While the U.S. government struggled to respond, an FBI recommendation and the Cybersecurity and Infrastructure Security Agency has enabled Americans to use end-to-end encrypted platforms signal or Whatsapp– communicate. Signal, in particular, stores almost no metadata about its customers and would not reveal which accounts have communicated with each other in the event of a breach. The suggestion was good advice from a data protection perspective, but was very surprising given the opinion of the US Department of Justice historical opposition on the use of end-to-end encryption. But if the FBI has grappled with the possibility that its own informants were exposed by a recent telecommunications breach, the about-face makes more sense.

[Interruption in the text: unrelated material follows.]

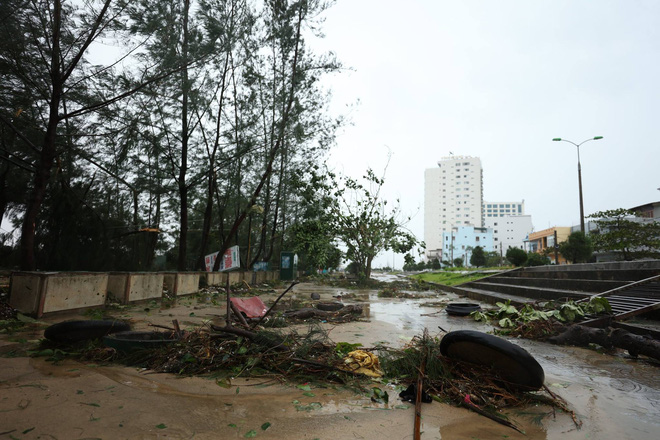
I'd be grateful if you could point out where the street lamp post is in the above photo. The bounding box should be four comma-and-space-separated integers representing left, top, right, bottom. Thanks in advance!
553, 136, 603, 234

But if agents strictly followed investigative communications, the stolen AT&T call and text logs might not pose much of a threat, says Jake Williams, a former NSA hacker and vice president of research at Hunter Strategy. Standard operating procedures should be designed to take into account the possibility that call logs could be compromised, he says, and require agents to communicate with sensitive sources using phone numbers that have never been associated with them or the U.S. government. The FBI may have warned about the AT&T breach out of an abundance of caution, Williams says, or perhaps discovered that agent errors and protocol errors were captured in the stolen data. “This wouldn’t be a counterintelligence problem unless someone didn’t follow procedure,” he says.

Williams also adds that while the Salt Typhoon campaigns are known to have only affected a relatively small group of people, they have affected many telecommunications companies and the full impact of these breaches may not yet be known.

“I am concerned about the FBI sources who may be affected by this AT&T revelation, but by and large the public still does not have a full understanding of the consequences of the Salt Typhoon campaigns,” Williams said. “And it appears the U.S. government is still working to get a handle on that as well.”